“Sin embargo, estoy más sediento de vida que en ningún otro tiempo y encuentro el hábito de vivir más dulce que nunca”.
Estas palabras de Gustav Mahler sirven de pórtico (y en gran medida, dan sentido) a esta nueva publicación de A. J. Mainé, poeta, novelista y ensayista. Se trata de una obra de ficción que podríamos catalogar como novela: una novela compleja en la que se mezclan la narración de unas experiencias vitales con la reflexión sobre una serie de enigmas sin respuesta; la cotidianeidad de una vida ordinaria con la fantasía y las presencias invasoras de seres del más allá; los rasgos de humor con la pasión erótico-amorosa; las expresiones coloquiales con la introspección y con la creación poética; la maldad humana con la generosidad de muchas personas; el caos con la belleza… Y sobrevolando todo ello, la inexplicable disolución de fronteras entre el pasado y el presente.
El protagonista-narrador de la historia, Javier, se ve asaltado por las presencias y las voces de sus antepasados que lo contemplan desde un retrato envejecido ya por el paso del tiempo. Aunque él considera en un principio que se trata de alucinaciones, poco a poco se va convenciendo de que se ha convertido en depositario de ciertos secretos inconfesables de algunos de ellos; de acciones moralmente reprobables, nunca sospechadas por sus entornos inmediatos con las que, sin embargo, buscaban hacer justicia. Pero no sólo se limitan a contarle sus diferentes peripecias vitales: llegan a convertirlo en ejecutor de un plan cuidadosamente trazado por el que él mismo habrá de reparar el daño infligido por un hombre abominable, maltratador de una chica -también descendiente de esos antepasados- con la que él guarda una relación de parentesco. Y, pese a sus reticencias para cumplir ese plan, llega finalmente a la conclusión de que “Ante las acciones de gente despreciable, los valores se subvierten; pero se mantienen inalterables en la ley natural de las personas dignas. No todo es respetable. Los que no consideran la esencia de la vida de los demás, no son respetables.”
Y como marco de estas historias, de estas cavilaciones, la ciudad amada -casi siempre en el trasfondo de otras novelas de A. J. Mainé- que se convierte en metáfora de esa fusión entre pasado y presente con el vaivén de sus olas de manera similar al movimiento pendular entre el ayer y el hoy, con sus vientos cambiantes, con sus edificios nobles que, en su deterioro, nos siguen mostrando la belleza que ostentaron un día y que aún conservan…
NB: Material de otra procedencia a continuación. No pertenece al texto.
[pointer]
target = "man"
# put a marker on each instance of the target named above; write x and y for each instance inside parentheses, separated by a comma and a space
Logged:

Podríamos afirmar que esta novela, tan poliédrica en su configuración y en su desarrollo, se sustenta en la convicción de que la muerte no es el final. Y no estoy refiriéndome a un conocido himno patriótico: como afirma el protagonista de esta obra, “Aún después de la muerte no superamos nuestras heridas, nuestras aspiraciones, nuestros amores perdidos. Ocurre porque los espíritus son inmortales y penetran, de alguna manera, en los hijos, y no solo en los hijos.” En suma porque, incluso tras la muerte, hemos contraído el hábito de vivir.